Ai fini della validità di un contratto di lavoro a termine non è sufficiente la firma del datore di lavoro (nel caso all’esame della Corte una Srl), ma è necessaria anche la sottoscrizione del dipendente.

Sul punto, è importante innanzitutto premettere che l’apposizione di un termine finale al contratto di lavoro è priva di effetto se non risulta da atto scritto antecedente o contestuale all’inizio del rapporto. Ed infatti, ai fini del riconoscimento della legittimità di un contratto a tempo determinato, il rispetto della forma scritta concernente la clausola appositiva del termine presuppone l’avvenuta sottoscrizione del contratto, ovviamente in un momento antecedente o contestuale all’inizio del rapporto di lavoro. Di conseguenza, ai fini della validità di un contratto a termine non è sufficiente la consegna al lavoratore del documento firmato dal solo datore di lavoro, poiché la mera consegna nelle mani del dipendente, non è suscettibile di esprimere inequivocabilmente il consenso del dipendente stesso in ordine allo svolgimento di un rapporto di lavoro a tempo determinato.

In buona sostanza, come anticipato, ai fini della validità di un contratto di lavoro a termine è richiesta sia la firma del datore che quella del lavoratore.

Assunzione a tempo determinato: il consenso scritto del lavoratore

Attenzione: quanto detto vale anche se il dipendente – pur non avendo firmato il contratto – abbia comunque svolto l’attività lavorativa. Ciò in quanto l’apposizione del termine ad un contratto di lavoro costituisce un elemento essenziale del rapporto di lavoro stesso. Sul punto, dunque, si richiede un’esplicita manifestazione di volontà del lavoratore, che non può essere desunta per fatti concludenti, vale a dire dalla successiva condotta tenuta dalle parti. In altre parole: la prova per cui le parti hanno concordato l’assunzione a tempo determinato non può essere desunta dal comportamento successivo che le stesse hanno tenuto in costanza del rapporto, ma solo dalla sottoscrizione del contratto di lavoro e dal consenso scritto prestato dal lavoratore, in mancanza del quale il contratto a termine è viziato. 

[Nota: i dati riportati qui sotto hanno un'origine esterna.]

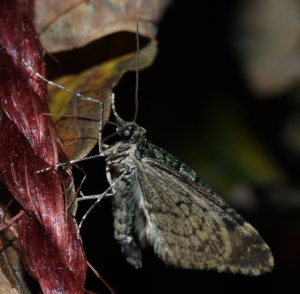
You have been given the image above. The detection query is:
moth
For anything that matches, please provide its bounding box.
[28,24,274,275]
[94,96,274,275]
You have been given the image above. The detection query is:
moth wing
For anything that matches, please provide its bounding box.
[137,158,274,275]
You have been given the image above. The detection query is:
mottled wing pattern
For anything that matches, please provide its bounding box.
[137,157,274,275]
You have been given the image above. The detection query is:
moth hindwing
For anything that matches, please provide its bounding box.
[104,117,274,275]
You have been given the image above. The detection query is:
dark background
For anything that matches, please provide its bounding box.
[54,0,300,294]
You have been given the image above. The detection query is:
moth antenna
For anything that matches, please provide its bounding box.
[133,10,140,123]
[111,92,124,121]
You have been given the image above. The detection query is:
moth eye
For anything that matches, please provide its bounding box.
[121,128,132,139]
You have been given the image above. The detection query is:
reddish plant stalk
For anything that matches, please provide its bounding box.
[0,0,86,293]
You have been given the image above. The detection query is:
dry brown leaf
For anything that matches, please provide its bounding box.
[49,41,157,159]
[236,0,300,96]
[35,0,170,53]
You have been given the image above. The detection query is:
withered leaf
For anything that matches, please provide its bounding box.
[35,0,170,53]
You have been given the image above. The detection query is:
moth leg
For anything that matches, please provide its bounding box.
[107,167,142,269]
[77,171,126,229]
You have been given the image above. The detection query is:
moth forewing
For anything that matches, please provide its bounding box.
[107,120,273,275]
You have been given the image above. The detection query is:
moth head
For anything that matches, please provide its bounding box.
[117,121,146,142]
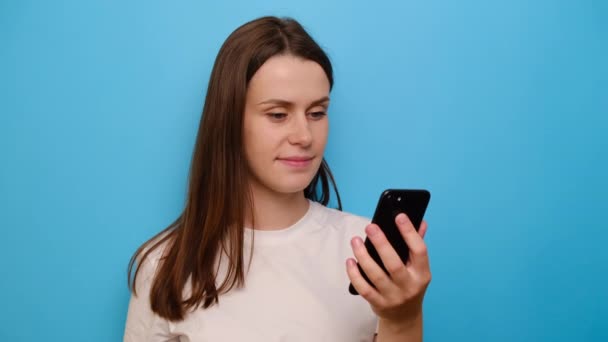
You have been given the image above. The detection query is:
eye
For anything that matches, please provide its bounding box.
[266,113,287,121]
[308,112,327,120]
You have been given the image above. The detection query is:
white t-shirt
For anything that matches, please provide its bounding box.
[124,201,378,342]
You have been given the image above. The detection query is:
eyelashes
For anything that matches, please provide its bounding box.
[266,111,327,121]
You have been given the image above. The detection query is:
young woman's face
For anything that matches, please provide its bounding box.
[243,55,330,194]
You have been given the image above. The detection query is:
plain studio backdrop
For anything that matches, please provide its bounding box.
[0,0,608,342]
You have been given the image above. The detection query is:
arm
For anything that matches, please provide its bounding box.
[347,214,431,342]
[374,314,422,342]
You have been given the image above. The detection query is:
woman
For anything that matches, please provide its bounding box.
[124,17,430,342]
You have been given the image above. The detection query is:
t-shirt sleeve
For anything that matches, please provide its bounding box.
[123,253,179,342]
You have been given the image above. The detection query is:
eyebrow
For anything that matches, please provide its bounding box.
[258,96,329,107]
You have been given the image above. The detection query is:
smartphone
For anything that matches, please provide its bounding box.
[348,189,431,295]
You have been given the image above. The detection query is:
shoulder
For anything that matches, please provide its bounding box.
[135,232,170,294]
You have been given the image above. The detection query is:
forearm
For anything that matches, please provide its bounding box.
[375,313,422,342]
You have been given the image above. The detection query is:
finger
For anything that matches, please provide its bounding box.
[365,224,408,284]
[346,258,383,306]
[351,236,396,293]
[395,213,428,270]
[418,220,429,239]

Contratti a termine e risarcimento

Senza il consenso scritto del lavoratore il contratto a termine è viziato, con la conseguenza che il lavoratore potrà fare causa al datore di lavoro e pretendere le differenze retributive. In tali casi, inoltre, l’azienda non potrà difendersi affermando che l’assunzione a termine è comunque il frutto di un accordo tra le parti, desumibile dall’avere il lavoratore eseguito le prestazioni richieste in forza del contratto senza mai opporre rifiuto. Come anticipato, infatti, i comportamenti delle parti (i cosiddetti fatti concludenti) non rilevano, rileva solo il consenso scritto del lavoratore, in assenza del quale il patto è nullo ed al lavoratore spetteranno le differenze retributive come se fosse stato assunto a tempo indeterminato.

note

[1] Ci si riferisce, in particolare alla Direttiva 1999/70/CE del 28.06.1999, alla quale l’Italia ha dato attuazione con il decreto legislativo 6 settembre 2001, n. 368 e susseguenti modifiche (sino a giungere al D.lgs. n. 81 del 2015).

[2] Cass., ord. n. 2774 del 05.02.2018.

[3] Nel caso all’esame della Suprema Corte, infatti, datore di lavoro è una Srl.